口縁部の柄には、なんと波兎。定番の組み合わせではありますが、器毎に異なる表情や姿勢が観測できるのが愉しい所です。こちらでは疾走感に溢れ、清々しい表情の兎を見ることが出来ます。波兎の横を辿りますと、山水図や線描きの幾何学文と花図があり3種の異なる柄を味わうことが出来ます。
側面にも内側と同様波兎図が。こちらには二羽の兎が、仲睦まじく目を合わせています。細やかに描き込まれた幾何文様も見逃せません。波兎の隣の面に描かれますのは、華やかに羽根を伸ばす鳳凰の姿。しっかと前を見据える表情から、画面に収まらないと言わんばかりの大胆にしなった羽根の模様まで、余すことなく描き込まれています。
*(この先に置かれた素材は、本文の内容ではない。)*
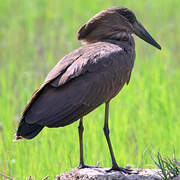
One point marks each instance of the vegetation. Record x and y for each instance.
(144, 117)
(169, 167)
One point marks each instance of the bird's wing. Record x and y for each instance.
(88, 82)
(58, 70)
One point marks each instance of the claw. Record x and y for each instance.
(81, 166)
(124, 170)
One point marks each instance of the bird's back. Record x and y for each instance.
(80, 82)
(93, 78)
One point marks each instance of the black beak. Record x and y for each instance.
(140, 31)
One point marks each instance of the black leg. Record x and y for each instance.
(81, 129)
(106, 132)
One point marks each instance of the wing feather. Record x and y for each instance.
(90, 79)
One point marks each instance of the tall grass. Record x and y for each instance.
(144, 117)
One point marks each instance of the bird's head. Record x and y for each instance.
(114, 23)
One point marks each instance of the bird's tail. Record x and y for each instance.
(27, 131)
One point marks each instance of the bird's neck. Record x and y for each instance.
(120, 36)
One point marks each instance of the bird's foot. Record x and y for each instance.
(120, 169)
(81, 166)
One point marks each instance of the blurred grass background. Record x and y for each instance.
(144, 117)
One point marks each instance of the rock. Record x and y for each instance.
(101, 174)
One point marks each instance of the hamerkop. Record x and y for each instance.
(87, 77)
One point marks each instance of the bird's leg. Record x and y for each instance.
(106, 132)
(81, 129)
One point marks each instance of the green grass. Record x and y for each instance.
(144, 117)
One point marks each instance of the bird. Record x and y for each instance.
(87, 77)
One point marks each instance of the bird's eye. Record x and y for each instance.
(128, 15)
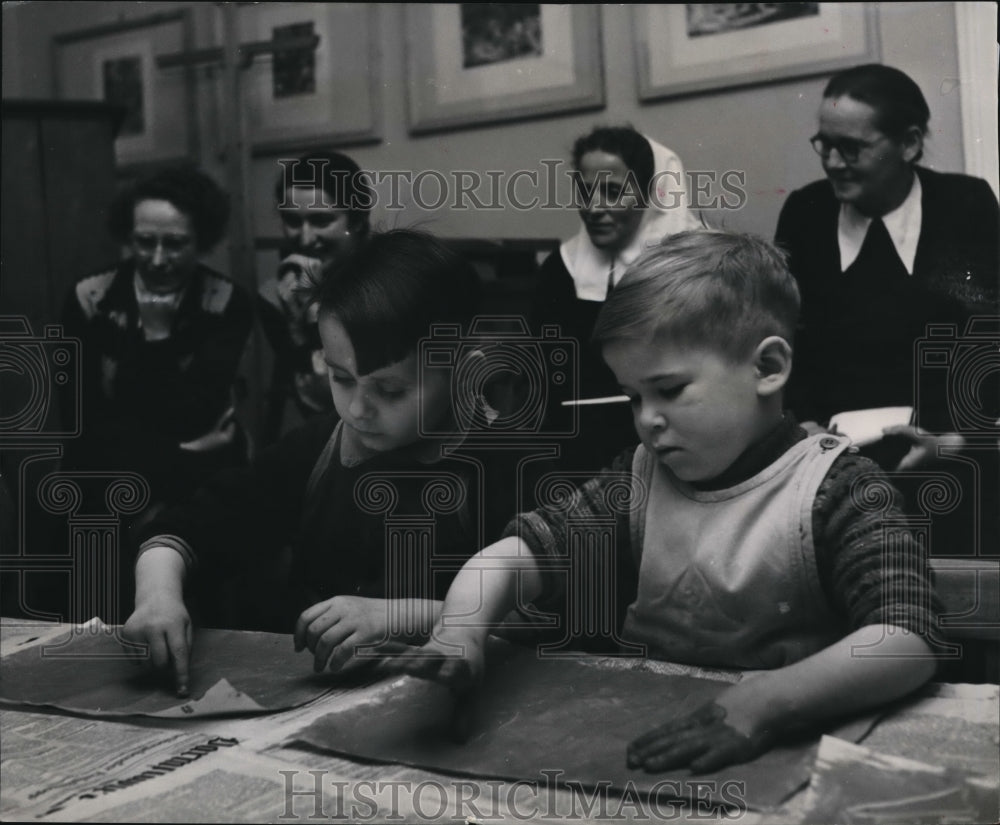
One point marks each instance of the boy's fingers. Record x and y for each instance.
(677, 756)
(334, 651)
(180, 651)
(306, 618)
(328, 646)
(728, 752)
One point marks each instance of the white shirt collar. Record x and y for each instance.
(903, 225)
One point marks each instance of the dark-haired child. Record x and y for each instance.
(334, 488)
(323, 200)
(755, 546)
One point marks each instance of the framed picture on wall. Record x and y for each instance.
(686, 48)
(476, 63)
(116, 63)
(302, 98)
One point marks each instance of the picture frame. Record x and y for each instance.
(467, 70)
(715, 46)
(116, 62)
(307, 99)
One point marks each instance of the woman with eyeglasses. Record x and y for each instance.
(161, 338)
(893, 261)
(323, 201)
(882, 248)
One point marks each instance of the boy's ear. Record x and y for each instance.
(772, 361)
(470, 384)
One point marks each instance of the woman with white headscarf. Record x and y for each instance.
(632, 192)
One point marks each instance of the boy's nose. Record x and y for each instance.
(159, 257)
(360, 406)
(834, 160)
(652, 419)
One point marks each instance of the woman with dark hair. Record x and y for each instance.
(881, 248)
(631, 191)
(324, 201)
(892, 259)
(161, 337)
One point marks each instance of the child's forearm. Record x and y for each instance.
(495, 581)
(159, 573)
(871, 666)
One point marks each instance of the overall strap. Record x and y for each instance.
(328, 455)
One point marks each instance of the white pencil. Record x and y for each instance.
(608, 399)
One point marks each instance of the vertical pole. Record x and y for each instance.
(242, 261)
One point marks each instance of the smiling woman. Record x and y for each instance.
(162, 336)
(631, 191)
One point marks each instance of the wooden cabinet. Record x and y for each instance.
(59, 179)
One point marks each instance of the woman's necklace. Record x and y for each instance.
(156, 309)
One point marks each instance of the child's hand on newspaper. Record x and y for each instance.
(162, 624)
(708, 739)
(452, 658)
(334, 630)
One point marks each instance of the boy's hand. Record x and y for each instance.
(457, 662)
(334, 629)
(924, 446)
(710, 738)
(164, 626)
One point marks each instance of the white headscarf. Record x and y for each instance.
(666, 214)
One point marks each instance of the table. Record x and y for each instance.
(60, 767)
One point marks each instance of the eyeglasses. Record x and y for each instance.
(849, 149)
(170, 244)
(318, 220)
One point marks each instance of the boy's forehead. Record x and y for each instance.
(658, 357)
(338, 350)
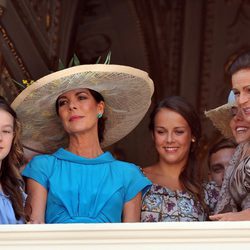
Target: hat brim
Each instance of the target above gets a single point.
(126, 91)
(221, 117)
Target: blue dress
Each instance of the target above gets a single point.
(83, 190)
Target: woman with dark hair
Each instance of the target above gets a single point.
(234, 198)
(77, 182)
(177, 193)
(11, 156)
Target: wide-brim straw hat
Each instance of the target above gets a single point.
(222, 115)
(126, 91)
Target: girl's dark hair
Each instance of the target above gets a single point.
(191, 174)
(238, 62)
(101, 121)
(10, 177)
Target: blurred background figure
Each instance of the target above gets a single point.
(219, 156)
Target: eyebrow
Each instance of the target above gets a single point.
(77, 93)
(183, 127)
(7, 126)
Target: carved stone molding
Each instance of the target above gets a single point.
(162, 23)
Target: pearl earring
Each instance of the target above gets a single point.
(99, 115)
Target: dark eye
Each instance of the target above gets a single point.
(61, 102)
(234, 111)
(159, 132)
(82, 97)
(7, 131)
(236, 93)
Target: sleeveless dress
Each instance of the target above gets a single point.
(83, 190)
(162, 204)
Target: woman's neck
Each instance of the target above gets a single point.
(165, 175)
(83, 145)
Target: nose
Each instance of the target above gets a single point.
(239, 115)
(72, 105)
(169, 137)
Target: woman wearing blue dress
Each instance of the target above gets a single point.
(11, 156)
(82, 110)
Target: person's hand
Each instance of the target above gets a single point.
(232, 216)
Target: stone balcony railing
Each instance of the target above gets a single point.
(172, 236)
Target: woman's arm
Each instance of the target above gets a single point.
(132, 209)
(232, 216)
(36, 202)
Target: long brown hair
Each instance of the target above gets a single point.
(190, 177)
(10, 177)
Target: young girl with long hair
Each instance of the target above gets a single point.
(11, 156)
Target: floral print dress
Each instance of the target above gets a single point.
(162, 204)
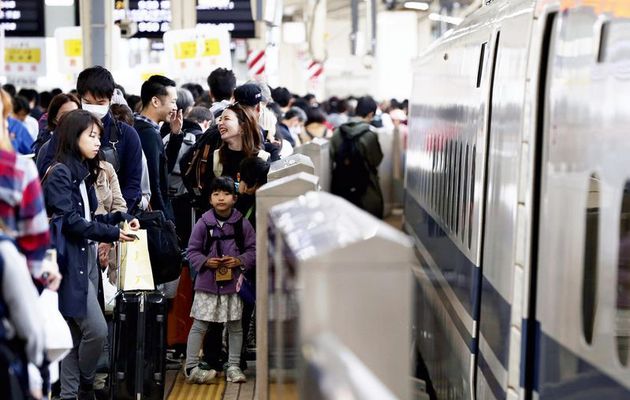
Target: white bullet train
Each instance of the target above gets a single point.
(518, 193)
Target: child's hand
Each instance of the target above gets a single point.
(230, 262)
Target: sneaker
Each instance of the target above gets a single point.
(235, 375)
(200, 375)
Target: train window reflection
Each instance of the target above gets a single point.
(591, 243)
(622, 330)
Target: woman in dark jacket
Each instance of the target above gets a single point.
(71, 202)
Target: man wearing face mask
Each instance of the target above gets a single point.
(159, 104)
(120, 144)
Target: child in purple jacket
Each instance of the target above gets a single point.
(215, 253)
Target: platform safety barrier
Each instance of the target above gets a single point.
(274, 192)
(318, 150)
(336, 271)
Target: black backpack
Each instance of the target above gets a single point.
(165, 252)
(238, 237)
(350, 176)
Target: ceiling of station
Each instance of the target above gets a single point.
(341, 9)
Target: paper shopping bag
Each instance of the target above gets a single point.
(135, 265)
(58, 336)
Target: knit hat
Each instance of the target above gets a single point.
(248, 94)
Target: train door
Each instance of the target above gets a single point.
(581, 325)
(502, 271)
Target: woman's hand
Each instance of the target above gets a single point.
(213, 262)
(134, 224)
(103, 254)
(126, 236)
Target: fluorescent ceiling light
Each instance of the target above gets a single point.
(416, 5)
(59, 2)
(445, 18)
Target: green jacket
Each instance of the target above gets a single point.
(370, 149)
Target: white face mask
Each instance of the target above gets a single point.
(97, 110)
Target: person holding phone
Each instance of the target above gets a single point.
(222, 247)
(71, 201)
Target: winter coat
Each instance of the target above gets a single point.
(156, 164)
(65, 205)
(372, 199)
(197, 256)
(108, 191)
(129, 153)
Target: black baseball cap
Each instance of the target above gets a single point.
(248, 94)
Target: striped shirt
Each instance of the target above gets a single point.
(22, 209)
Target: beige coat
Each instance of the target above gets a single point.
(108, 191)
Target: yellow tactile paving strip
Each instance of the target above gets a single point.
(185, 391)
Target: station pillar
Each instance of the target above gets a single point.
(96, 26)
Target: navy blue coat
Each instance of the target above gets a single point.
(65, 205)
(129, 154)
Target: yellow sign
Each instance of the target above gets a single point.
(73, 47)
(211, 47)
(29, 56)
(185, 50)
(146, 75)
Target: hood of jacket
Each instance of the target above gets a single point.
(354, 128)
(210, 219)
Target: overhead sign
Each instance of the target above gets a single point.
(69, 49)
(193, 53)
(24, 57)
(153, 18)
(22, 18)
(234, 15)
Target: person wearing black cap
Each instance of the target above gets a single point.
(251, 95)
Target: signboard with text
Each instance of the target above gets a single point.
(69, 49)
(153, 18)
(193, 53)
(22, 18)
(24, 57)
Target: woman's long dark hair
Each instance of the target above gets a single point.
(68, 132)
(55, 104)
(252, 141)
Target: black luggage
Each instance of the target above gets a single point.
(139, 347)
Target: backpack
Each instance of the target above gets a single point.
(164, 250)
(350, 176)
(238, 237)
(194, 164)
(176, 185)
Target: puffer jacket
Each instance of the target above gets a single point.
(197, 255)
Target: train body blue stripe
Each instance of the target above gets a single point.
(564, 375)
(495, 323)
(461, 273)
(497, 390)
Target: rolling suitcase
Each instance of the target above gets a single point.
(179, 320)
(138, 368)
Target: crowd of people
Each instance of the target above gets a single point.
(75, 166)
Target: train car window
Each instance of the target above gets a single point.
(482, 55)
(591, 243)
(603, 40)
(451, 184)
(458, 197)
(472, 195)
(464, 209)
(622, 320)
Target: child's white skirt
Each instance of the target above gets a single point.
(217, 308)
縁はやや膨らみを以って変形しており、白く柄を抜くことで全体を引き締めています。
染料がぼやけた箇所もございますが、こうした跡も当時の一点ものでしか見られない味わいになっています。高台は縁に口縁部同様丸みがあり、蛇の目高台で造られています。たっぷりとした大きさで、大人数の時も安心してサラダやお肉を盛ることが出来ます。藍が涼し気ですので、水を張り花を活けてあげても風流に涼を感じられます。
ひとつひとつ職人の個性が出る器たちです。スレや歪みによる若干のがたつき、窯傷(焼成中に出来たもの)などがある場合もございますが、味わいある手仕事の魅力としてご理解いただける方にお譲りできますと幸いです。